The Milwaukee grocery market

Illinois, Indiana, Iowa, Kansas, Kentucky, Michigan, Minnesota, Missouri, Nebraska, North Dakota, Ohio, South Dakota, and Wisconsin. No non-grocery posts.
Post Reply
pseudo3d
Posts: 3852
Joined: November 12th, 2015, 7:01 pm
Has thanked: 5 times
Been thanked: 77 times
Status: Online

The Milwaukee grocery market

Post by pseudo3d »

I'm relatively unfamiliar with Milwaukee's grocery market, and to me, there doesn't seem to be a clear leader that does most everything right. Pick N Save, Roundy's "default" supermarket, had been really deteriorating as capex and attention went to Mariano's, Meijer has entered but isn't a huge success (and from what I've heard has bad operations compared to their native Michigan), Woodman's Markets only has a handful of stores (and is mostly a warehouse store), and there's some independents. Jewel-Osco had stores there (since at least the late 1990s) but they pulled out during the SuperValu days (which didn't have that well-run stores either).
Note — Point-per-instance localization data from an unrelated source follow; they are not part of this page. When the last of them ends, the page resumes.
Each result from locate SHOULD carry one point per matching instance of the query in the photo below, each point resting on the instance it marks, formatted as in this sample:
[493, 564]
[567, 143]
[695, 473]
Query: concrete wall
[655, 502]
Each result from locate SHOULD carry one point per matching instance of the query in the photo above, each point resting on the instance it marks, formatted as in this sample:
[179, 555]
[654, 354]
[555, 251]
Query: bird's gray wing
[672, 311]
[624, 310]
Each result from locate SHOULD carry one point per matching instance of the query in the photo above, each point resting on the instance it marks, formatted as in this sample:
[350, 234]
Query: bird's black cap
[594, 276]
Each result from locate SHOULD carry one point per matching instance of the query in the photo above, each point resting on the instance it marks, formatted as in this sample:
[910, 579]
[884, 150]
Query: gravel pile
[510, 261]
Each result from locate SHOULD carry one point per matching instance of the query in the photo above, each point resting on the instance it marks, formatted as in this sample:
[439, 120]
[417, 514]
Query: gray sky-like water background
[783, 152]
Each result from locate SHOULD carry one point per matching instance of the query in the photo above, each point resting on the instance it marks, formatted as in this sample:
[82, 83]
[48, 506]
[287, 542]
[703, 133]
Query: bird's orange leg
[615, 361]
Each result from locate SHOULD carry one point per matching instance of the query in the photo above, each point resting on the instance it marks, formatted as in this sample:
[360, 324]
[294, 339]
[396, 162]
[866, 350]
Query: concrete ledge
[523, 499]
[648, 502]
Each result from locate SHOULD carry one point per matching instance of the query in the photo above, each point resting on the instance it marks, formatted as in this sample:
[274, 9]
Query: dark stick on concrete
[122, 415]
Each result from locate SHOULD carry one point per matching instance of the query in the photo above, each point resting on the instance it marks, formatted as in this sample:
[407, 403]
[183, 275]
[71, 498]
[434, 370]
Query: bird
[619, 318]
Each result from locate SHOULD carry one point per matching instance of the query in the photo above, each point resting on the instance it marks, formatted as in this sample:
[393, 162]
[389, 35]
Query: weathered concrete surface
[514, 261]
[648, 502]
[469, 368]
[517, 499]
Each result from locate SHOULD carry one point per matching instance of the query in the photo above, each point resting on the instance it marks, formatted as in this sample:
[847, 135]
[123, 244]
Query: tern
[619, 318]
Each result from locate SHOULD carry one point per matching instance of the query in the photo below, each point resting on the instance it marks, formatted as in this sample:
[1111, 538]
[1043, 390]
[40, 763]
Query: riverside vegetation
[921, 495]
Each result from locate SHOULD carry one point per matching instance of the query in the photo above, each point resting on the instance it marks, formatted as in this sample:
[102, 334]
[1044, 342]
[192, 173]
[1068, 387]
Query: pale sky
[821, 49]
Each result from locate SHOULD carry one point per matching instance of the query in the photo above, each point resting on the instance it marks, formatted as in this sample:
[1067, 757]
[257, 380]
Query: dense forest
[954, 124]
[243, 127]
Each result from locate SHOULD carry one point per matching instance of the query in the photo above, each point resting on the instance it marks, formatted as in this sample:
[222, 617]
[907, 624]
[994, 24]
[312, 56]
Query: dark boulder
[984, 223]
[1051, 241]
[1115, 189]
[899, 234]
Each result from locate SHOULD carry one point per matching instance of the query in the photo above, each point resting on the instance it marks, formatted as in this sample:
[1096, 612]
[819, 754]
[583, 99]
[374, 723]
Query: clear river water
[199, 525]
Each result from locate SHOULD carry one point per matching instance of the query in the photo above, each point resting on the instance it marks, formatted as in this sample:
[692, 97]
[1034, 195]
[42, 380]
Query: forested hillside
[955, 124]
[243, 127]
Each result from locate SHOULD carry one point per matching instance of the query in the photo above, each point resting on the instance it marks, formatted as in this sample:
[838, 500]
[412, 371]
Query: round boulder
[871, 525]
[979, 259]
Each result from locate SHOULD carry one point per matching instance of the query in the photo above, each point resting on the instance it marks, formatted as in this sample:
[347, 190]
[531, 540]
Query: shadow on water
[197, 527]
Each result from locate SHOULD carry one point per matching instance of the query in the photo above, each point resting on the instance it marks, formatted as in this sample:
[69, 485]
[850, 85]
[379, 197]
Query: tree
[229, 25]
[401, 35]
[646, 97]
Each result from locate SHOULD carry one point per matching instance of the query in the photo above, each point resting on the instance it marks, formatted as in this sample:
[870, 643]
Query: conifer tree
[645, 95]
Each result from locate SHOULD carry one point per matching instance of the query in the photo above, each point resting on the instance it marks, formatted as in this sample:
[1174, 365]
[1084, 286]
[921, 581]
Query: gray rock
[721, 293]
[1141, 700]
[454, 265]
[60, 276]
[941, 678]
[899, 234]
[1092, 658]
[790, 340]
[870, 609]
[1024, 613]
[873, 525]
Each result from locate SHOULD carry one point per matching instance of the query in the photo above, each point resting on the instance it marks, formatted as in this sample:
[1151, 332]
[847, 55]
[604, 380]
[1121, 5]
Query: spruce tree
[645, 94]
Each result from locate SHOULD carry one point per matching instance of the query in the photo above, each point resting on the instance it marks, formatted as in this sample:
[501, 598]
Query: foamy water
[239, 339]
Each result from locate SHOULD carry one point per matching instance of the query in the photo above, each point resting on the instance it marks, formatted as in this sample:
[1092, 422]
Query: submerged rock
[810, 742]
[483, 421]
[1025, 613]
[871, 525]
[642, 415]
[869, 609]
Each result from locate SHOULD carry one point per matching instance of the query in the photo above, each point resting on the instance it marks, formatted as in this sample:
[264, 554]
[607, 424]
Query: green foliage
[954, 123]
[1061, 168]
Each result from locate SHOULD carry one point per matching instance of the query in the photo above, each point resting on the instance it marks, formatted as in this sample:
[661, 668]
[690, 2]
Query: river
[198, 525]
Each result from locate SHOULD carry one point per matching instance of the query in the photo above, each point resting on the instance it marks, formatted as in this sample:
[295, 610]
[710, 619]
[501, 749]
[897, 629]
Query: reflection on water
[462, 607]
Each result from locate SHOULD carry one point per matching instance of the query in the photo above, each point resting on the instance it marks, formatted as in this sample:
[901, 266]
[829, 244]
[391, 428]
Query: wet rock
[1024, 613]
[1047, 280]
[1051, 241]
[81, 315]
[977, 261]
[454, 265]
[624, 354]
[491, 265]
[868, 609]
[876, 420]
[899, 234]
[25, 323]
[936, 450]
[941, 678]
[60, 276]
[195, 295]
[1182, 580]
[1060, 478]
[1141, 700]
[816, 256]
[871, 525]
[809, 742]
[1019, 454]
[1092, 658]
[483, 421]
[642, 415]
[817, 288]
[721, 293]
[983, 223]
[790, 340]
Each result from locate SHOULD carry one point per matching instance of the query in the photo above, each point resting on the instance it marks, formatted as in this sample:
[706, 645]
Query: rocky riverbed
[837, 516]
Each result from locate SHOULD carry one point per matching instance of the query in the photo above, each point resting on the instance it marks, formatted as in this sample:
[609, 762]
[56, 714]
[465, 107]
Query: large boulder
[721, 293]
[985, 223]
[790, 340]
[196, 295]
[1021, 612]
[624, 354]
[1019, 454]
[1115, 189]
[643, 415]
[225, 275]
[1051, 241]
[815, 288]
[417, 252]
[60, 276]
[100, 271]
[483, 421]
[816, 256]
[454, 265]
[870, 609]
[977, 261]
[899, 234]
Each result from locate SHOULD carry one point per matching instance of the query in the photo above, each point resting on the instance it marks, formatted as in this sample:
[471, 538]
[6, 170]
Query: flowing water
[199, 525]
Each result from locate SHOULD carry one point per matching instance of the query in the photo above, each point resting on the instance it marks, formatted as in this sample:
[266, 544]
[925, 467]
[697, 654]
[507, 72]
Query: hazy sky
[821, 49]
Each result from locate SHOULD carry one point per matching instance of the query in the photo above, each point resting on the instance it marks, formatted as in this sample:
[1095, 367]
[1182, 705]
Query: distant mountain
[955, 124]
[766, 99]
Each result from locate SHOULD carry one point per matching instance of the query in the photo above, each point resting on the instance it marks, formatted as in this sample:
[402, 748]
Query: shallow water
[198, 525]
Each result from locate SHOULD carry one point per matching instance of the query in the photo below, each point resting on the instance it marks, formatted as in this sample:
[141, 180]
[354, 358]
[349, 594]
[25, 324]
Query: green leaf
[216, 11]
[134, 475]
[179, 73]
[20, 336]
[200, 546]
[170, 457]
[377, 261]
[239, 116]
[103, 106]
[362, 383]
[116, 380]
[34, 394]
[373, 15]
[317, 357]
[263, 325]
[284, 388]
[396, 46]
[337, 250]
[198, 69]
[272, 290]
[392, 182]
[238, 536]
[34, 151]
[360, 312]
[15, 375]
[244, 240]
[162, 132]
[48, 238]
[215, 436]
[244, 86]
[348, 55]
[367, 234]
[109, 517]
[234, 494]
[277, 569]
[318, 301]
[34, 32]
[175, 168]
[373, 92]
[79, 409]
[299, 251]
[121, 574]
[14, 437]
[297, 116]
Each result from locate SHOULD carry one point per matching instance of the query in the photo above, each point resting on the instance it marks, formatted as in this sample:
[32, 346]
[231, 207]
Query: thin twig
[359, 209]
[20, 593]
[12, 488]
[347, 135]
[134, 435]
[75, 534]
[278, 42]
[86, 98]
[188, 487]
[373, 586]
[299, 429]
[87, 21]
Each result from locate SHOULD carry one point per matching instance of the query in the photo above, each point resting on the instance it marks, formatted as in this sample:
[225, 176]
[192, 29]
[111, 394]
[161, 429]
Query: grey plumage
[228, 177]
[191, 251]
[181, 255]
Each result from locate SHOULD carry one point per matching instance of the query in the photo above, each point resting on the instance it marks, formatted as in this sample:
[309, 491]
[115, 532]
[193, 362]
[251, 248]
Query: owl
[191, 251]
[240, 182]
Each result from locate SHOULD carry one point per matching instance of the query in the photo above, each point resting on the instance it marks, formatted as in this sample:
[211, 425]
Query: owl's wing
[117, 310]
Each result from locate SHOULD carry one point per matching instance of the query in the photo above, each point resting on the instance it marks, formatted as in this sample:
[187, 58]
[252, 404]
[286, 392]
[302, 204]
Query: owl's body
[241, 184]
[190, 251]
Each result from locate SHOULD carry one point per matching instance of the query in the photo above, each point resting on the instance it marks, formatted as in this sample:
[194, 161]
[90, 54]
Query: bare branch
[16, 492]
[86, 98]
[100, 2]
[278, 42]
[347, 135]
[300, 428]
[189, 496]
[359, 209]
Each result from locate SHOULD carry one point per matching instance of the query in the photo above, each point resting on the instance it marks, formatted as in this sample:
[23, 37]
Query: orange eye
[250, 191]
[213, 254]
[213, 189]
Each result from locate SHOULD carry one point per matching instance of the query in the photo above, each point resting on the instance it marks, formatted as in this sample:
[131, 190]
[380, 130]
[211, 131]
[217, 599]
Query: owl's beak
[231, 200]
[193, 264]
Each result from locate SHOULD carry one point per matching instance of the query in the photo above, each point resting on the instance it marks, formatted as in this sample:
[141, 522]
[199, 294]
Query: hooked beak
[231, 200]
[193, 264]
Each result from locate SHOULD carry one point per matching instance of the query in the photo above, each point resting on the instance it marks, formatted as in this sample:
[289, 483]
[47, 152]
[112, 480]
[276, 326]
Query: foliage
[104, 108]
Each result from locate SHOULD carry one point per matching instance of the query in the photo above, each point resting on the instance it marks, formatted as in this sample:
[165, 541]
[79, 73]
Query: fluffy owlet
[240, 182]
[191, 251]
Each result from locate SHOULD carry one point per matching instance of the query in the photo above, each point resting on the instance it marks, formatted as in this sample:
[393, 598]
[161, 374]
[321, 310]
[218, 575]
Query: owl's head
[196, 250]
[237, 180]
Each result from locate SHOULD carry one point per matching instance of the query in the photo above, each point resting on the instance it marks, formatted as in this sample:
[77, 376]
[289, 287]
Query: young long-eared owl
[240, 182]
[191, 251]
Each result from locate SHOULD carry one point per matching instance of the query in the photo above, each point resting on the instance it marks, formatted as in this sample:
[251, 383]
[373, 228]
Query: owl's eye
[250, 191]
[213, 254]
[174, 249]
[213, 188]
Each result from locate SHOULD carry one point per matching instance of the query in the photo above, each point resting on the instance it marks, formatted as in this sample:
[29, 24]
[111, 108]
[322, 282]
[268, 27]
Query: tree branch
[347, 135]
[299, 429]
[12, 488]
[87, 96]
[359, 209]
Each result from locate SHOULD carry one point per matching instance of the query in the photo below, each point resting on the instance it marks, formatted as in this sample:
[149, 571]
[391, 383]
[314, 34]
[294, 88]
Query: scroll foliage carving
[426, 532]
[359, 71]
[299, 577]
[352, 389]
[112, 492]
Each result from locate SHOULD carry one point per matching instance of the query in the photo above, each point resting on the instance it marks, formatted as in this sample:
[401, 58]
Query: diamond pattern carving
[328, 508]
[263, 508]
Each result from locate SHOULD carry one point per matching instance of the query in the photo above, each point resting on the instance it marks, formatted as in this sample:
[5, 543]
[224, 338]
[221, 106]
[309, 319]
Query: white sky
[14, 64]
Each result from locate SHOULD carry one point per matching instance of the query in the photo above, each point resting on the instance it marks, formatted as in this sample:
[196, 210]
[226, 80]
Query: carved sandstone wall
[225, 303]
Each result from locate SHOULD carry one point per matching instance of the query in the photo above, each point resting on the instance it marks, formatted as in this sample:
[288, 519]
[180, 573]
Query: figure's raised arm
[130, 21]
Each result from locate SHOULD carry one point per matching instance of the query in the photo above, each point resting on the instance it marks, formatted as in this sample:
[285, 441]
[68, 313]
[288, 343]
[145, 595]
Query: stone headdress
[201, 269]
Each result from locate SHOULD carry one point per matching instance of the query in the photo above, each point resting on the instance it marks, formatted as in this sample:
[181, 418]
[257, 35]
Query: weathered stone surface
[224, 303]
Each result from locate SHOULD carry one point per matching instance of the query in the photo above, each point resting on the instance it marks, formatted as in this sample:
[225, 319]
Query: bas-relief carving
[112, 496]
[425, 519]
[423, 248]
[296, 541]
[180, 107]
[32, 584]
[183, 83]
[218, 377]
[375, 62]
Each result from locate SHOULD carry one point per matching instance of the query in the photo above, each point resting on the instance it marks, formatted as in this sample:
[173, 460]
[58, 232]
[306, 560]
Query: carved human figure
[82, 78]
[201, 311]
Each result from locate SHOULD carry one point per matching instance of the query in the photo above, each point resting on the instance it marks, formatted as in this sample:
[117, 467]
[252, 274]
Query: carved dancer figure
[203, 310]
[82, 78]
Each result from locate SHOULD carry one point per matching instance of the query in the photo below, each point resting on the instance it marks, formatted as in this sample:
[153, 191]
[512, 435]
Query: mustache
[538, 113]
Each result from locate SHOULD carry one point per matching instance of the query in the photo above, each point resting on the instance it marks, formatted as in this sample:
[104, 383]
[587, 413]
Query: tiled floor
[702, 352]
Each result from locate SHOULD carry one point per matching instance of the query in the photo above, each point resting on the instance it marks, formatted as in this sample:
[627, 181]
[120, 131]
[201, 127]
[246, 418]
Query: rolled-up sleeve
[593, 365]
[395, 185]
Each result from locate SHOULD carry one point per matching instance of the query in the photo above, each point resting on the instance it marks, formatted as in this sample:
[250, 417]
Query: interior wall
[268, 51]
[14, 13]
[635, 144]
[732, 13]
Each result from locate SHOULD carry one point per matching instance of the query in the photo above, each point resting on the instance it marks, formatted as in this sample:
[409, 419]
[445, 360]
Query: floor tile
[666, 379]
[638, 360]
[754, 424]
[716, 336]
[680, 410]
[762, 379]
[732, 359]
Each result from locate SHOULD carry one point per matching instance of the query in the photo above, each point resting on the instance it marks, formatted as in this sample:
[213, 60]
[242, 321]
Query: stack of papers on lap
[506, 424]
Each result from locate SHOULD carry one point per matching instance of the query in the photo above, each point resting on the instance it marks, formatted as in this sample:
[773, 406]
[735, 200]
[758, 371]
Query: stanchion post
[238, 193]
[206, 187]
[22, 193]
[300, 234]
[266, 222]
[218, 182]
Does anyone know who really runs the place, and if there is a "good" supermarket there?
storewanderer
Posts: 14379
Joined: February 23rd, 2009, 3:54 pm
Has thanked: 2 times
Been thanked: 298 times
Contact:
Status: Offline

Re: The Milwaukee grocery market

Post by storewanderer »

Roundys runs it as a few years ago, I think they had a 40% or so market share. That absolutely constitutes "running it." This was after A&P, Jewel, and some others folded in that market so it was easy for them to pick up a lot of share despite stores being run poorly and raped of labor to pay for the Mariano's expansion in Chicago.

There are some Piggly Wiggly franchisees there who do some business (their best stores probably do about equal volume to a low volume Roundys but they are much smaller in size and run better). There is also an independent called Sendik's (two different ownerships depending on the location) which didn't impress me much but clearly had better quality perimeters and far better service than Roundys.

Now many competitors have entered and/or built more stores, Roundys has closed some stores, probably needs to close some more, and the pie is being cut.

I don't know where the marketshare still stands but I suspect at this point Roundys share is down in the 30% range at best, and I would still say in the end when everything settles down we will see Roundy's with a 25%-30% share in the market and they will still be the market leader but a shadow of what they once were. But I also think closing more poor stores will help Roundys because it will hopefully allow them to run a lower store count of stores as better stores so they will appear stronger.

Make no mistake, Roundys has a lot of quite high volume stores. Every one of their stores I saw was large and modern. Volumes much higher than Albertsons, a number of Kroger divisions, Safeway, etc. have. At the same time they have some stores that do very low volume.

I will also note Roundys is already getting Kroger brand items and they are starting to do Kroger-looking remodels in those stores. Funny how "fast" that chain got attention as Harris Teeter sails on still largely as its own thing with its own brand, own decor, etc.